一言でいうと
毎朝、始業前の10分間、クラス全員が自分の好きな本を静かに読む活動です。1988年に千葉県の高校で始まり、日本中の学校に広がりました。現在、多くの小学校で実施されています。
なぜ効果があるのか
読書量の多い子どもは語彙が豊かで、読解力が高い傾向があります。朝読書の強みは「全員が毎日読む」という習慣化にあります。1回の効果は小さくても、年間200日近く積み重ねることで、読書への親しみと基礎的な読解力を育てます。また、授業の前に静かに集中する時間を持つことで、その後の学習への移行がスムーズになるという報告もあります。
日本の小学校で取り入れるヒント
- 朝読書の4原則を守る:「みんなでやる」「毎日やる」「好きな本を」「ただ読むだけ」
- 感想文や読書記録を義務化しない(義務化すると読書嫌いを生む)
- 学級文庫を充実させ、手に取りやすい環境を作る
- 教師も一緒に読む(子どもは教師の姿を見ている)
- 低学年では絵本・図鑑でもOKとし、ハードルを下げる
研究からわかっていること
- 文部科学省の調査では、読書活動がテスト結果に間接的に好影響を与えることが示されています
- 読書量と語彙力・読解力には正の相関が繰り返し確認されています
- 朝読書の効果に関するRCTは限られていますが、広範な相関研究が実施されています
- 効果は、読書習慣のない子に対して特に大きい傾向があります
注意したいこと
- 朝読書は「読書好きな子がさらに読む」場になりやすく、読書嫌いの子には工夫が必要です
- 本を忘れた子が手持ち無沙汰にならないよう、学級文庫を常備します
- 感想文の強制など、読書を「課題」にしてしまうと効果を損ないます
- 10分間の確保が難しい学校では、週に数回からでも始められます
主な参考研究
海外の研究(効果量の根拠)
- Krashen, S. (2004). The power of reading: Insights from the research (2nd ed.). Libraries Unlimited. — 自由読書(Free Voluntary Reading)の効果を包括的にレビュー。読書量と読解力・語彙力の強い関連を示した。
日本の研究・公式資料
- 文部科学省 (2010). 「読書活動と学力・学習状況の関係に関する調査研究」. — 読書活動がテスト結果に間接的に好影響を与えることを示した国内調査。読書量と語彙力の正の相関を確認。

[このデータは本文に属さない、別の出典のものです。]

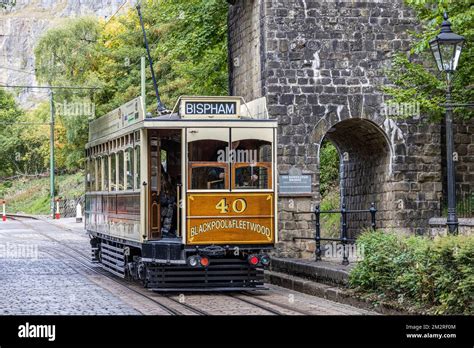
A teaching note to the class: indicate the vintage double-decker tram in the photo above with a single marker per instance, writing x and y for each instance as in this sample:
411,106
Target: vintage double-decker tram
185,200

- 林公 (2010). 「朝の読書の実践と効果に関する調査研究」『学校図書館』715, 15–20. — 日本の朝読書の実施状況と効果を調査。読書への親しみと集中力への正の効果を報告。
注記
効果量(+3ヶ月)は相関研究からの推定値であり、朝読書そのものの効果を検証したRCTは国内外ともに存在しません。Krashen(2004)の自由読書研究や文部科学省の調査研究は相関関係を示すものであり、因果効果の実証には至っていません。
関連する学習指導要領
- 小学校学習指導要領解説 総則編 — 「読書活動の充実」として、学校図書館の活用や読書活動の推進が求められています。